An AP photographer aboard the rescue ship said 10 people had been taken aboard local fishing boats and another 59 were being saved by the Indonesian craft.
Men, women and children, weak and soaked from the night's rain, wept as the rescue operation got under way and people were taken aboard a rubber dinghy to the rescue boat.
It was unclear how many refugees were aboard the small craft when it capsized off of Indonesia's northernmost coast on Wednesday, with six survivors initially rescued by local fishermen estimating between 60 and 100 people.
It was unclear whether all managed to cling to the capsized craft overnight or whether some had drowned.
Rescuers initially had difficulty finding the refugees' boat in the choppy waters off Aceh. (AP PHOTO)
Indonesia's search and rescue team only left Banda Aceh city in the evening on Wednesday, many hours after the capsizing, and initially had difficulty locating the boat in the choppy waters off the coast.
It finally found the boat and the survivors about midday on Thursday.
Amiruddin, a tribal fishing community leader in Aceh Barat district, said those rescued indicated the boat was sailing east when it started leaking and then strong currents pushed it towards the west of Aceh.
The six said others were still trying to survive on the capsized craft.
About 740,000 Rohingya were resettled in Bangladesh to escape the brutal counterinsurgency campaign by security forces in their homeland of Myanmar.
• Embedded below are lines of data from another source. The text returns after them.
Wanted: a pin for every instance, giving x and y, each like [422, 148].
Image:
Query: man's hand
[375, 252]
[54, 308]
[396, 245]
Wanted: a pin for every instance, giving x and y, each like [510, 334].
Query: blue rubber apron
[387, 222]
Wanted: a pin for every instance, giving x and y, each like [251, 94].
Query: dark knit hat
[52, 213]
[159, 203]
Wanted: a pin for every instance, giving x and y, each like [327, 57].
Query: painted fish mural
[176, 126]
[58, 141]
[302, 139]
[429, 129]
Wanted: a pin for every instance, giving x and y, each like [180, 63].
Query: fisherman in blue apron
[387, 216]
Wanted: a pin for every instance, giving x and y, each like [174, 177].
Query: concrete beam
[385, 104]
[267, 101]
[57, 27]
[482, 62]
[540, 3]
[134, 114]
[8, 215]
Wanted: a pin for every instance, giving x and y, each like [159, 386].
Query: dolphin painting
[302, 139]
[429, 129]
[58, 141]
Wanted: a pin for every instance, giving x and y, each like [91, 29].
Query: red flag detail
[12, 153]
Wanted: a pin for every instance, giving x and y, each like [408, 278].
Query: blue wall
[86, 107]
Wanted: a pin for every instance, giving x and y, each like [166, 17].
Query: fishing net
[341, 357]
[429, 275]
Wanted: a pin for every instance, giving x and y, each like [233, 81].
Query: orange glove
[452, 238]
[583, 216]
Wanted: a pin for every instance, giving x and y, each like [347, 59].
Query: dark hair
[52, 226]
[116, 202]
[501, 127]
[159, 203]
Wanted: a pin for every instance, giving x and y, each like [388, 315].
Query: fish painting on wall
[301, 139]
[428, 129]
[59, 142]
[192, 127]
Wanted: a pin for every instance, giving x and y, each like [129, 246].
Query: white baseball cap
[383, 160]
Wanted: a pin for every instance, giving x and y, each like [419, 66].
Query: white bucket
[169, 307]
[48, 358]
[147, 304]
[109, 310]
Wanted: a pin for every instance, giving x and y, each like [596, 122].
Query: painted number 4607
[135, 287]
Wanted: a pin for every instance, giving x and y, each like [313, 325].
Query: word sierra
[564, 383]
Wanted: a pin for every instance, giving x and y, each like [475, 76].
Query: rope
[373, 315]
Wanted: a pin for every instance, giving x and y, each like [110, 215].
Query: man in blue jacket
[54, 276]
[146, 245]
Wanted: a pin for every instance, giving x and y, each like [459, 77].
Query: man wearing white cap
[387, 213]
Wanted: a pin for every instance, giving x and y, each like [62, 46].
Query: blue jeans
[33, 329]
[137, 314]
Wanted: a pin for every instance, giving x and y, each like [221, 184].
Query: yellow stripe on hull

Thousands have been trying to flee overcrowded camps in Bangladesh to neighbouring countries, with Indonesia seeing a spike in refugee numbers since November, which prompted it to call on the international community for help.
Rohingya arriving in Aceh face some hostility from some fellow Muslims.
Indonesia, like Thailand and Malaysia, is not a signatory to the United Nations' 1951 Refugee Convention, so is not obliged to accept them.
However, they have provided temporary shelter to refugees in distress.
In 2023, nearly 4500 Rohingya - two-thirds of them women and children - fled their homeland of Myanmar and the refugee camps in neighbouring Bangladesh by boat, the United Nations refugee agency reported.
Of those, 569 died or went missing while crossing the Bay of Bengal and Andaman Sea, the highest death toll since 2014.
Returning safely to Myanmar is virtually impossible because the military that attacked them overthrew Myanmar's democratically elected government in 2021.
No country has offered them any large-scale resettlement opportunities.